Broken plates…

On a page, I frequent someone asked why people could worship a God who kills so many people. I answered…

An artist created 100 ceramic figurines. He placed the on a shelf to admire them, but someone came along and bumped the shelf and they all fell on the hard floor. Some were cracked; some were broken; some were shattered. Pulling the broom and trash can up the artist paused and decided that he might be able to restore some of them. He placed them back on the shelf, then studied them. Those he knew he could restore he lifted and placed on the shelf above. Those whose flaws prevented them from being restored he placed on the shelf below. As he studied them, one by one, he would pick one up and place it either above or below. Some quite broken he placed above because he saw that the breaks were repairable. Some hardly broken at all he placed below because he saw that while the breaks were few, they were still unrepairable.

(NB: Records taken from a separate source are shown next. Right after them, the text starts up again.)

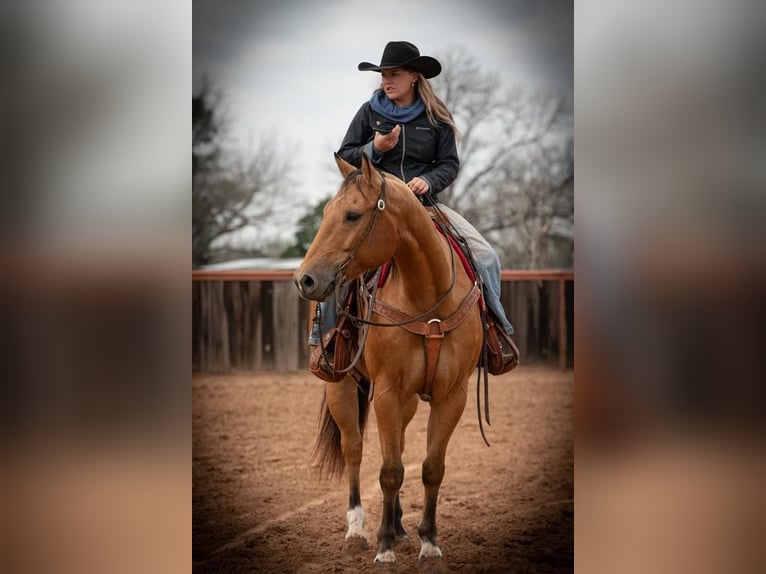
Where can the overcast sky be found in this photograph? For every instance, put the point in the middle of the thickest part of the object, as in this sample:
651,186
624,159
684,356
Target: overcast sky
287,69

When you claim God is a “mass murderer” for killing people in the flood you forget He not only made all of us He also decided when, where and how each of us die. He is, in effect, responsible for each and every death of everyone. But then He made us, so He has that right. Your argument basically says the broken ceramic piece has some sort of valid, moral opinion regarding when it is taken off the shelf and moved. (For if we have immortal souls, then death is not our end, but just a repositioning of that immortal soul.) Your objection is laughable were it not so pathetically sad. He made you; you became flawed, and as a result, He has every right to dispose of you in any way He chooses. He’s under no obligation to repair you, but He has chosen to entertain that option. True justice means we all die and go to hell. Mercy and grace have given us the chance to avoid that. Yet you seem to think you have the right to define “justice” so that it benefits you in complete disregard to anyone else, specifically God.